William Barr has received much praise from conservatives and especially from President Trump’s most ardent supporters. The praise is deserved.
Among his other virtues, Barr has stood up to his anti-Trump critics in Congress and the mainstream media to promote fair treatment for President Trump. His handling of the Mueller report is a good example. And Barr has done this without compromising the integrity of the Justice Department or running afoul of ethical considerations.
Barr, though, has become frustrated with President Trump, or at least Trump’s tweeting. The Washington Post says that, for weeks, Barr has been concerned about Trump’s tweets reagrding criminal cases.
The Post’s report appears to be accurate because on Thursday, Barr said as much. Barr told an interviewer from ABC News that Trump’s tweets “make it impossible for me to do my job.”
Barr also said that Trump would be within his rights to ask for a criminal investigation in an area that didn’t affect his personal interest, such as a terrorism case or fraud by a bank, but added:
If [Trump] were to say go investigate somebody, and you sense it’s because they’re a political opponent, then an attorney general shouldn’t carry that out, wouldn’t carry that out.
Barr also said that Trump has never asked him to do anything related to a criminal case. Trump concurs, but says he has the right to make such a request.

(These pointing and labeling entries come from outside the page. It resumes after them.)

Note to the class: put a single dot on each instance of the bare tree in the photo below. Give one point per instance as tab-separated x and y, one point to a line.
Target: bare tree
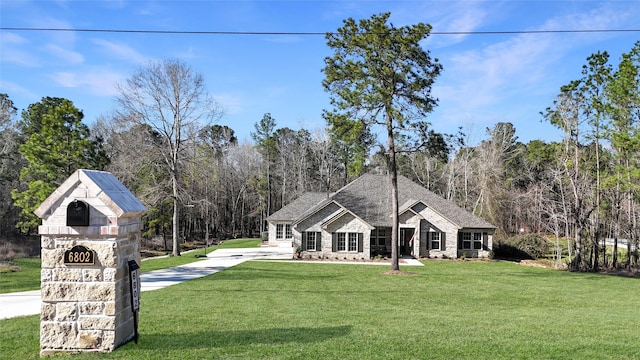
171	99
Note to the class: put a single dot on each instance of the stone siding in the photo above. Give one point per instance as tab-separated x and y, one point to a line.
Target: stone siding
87	307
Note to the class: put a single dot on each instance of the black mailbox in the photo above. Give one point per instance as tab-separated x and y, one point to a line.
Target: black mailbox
77	214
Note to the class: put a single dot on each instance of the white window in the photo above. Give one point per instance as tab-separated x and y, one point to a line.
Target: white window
342	243
435	240
378	237
353	242
472	241
382	237
466	241
477	241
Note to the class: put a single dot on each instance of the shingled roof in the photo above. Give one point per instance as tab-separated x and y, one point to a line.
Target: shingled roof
299	206
369	197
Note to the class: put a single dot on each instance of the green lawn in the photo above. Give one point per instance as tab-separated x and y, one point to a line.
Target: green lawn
28	278
444	310
186	258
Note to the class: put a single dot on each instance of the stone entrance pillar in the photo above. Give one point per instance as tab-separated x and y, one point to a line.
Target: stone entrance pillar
90	232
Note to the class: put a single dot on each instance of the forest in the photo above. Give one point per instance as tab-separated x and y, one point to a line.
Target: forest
195	176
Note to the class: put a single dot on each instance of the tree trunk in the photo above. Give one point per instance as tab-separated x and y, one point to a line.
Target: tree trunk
176	244
393	173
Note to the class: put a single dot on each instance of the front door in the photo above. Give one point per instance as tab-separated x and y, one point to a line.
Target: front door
406	243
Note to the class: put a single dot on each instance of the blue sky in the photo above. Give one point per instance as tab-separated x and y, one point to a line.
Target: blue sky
486	78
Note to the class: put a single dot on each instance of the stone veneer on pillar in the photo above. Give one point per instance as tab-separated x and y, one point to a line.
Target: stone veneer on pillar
86	306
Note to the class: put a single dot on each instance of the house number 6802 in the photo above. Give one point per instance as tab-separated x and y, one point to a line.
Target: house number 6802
79	256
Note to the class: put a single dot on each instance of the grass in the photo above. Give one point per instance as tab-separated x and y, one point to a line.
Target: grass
27	278
444	310
186	258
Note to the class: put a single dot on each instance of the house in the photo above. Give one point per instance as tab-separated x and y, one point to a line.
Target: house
355	223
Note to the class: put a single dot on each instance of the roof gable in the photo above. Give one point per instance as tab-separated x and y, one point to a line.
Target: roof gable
100	184
369	198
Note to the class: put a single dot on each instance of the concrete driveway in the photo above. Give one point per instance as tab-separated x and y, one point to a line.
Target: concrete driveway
28	302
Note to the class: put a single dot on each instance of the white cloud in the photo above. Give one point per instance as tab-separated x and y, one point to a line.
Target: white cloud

The president took the Barr interview well, at least publicly. Whether he will continue to tweet about criminal cases involving the Justice Department remains to be seen.
He might be tempted to by the DOJ’s announcement the day after the Barr interview that it will not prosecute Andrew McCabe. The Post reports that Trump wasn’t informed of this decision in advance, and believes very strongly that McCabe should be prosecuted. According to the Post, White House counsel Pat Cipollone moved to calm the president down.
The Post sees in all of this “an angry divide between Trump, his attorney general, and federal law enforcement officials.” I don’t doubt that’s there is an angry divide between Trump and some federal law enforcement officials.
Whether there’s an angry divide between Trump and Barr is another matter. The Post’s reporting, even if one takes all of its allegations of fact to be true, doesn’t really show the existence of one.
However, there is the potential for a serious rift — the kind we witnessed when Jeff Sessions was the Attorney General. And there’s at least one early warning sign — what Barr said in his ABC News interview.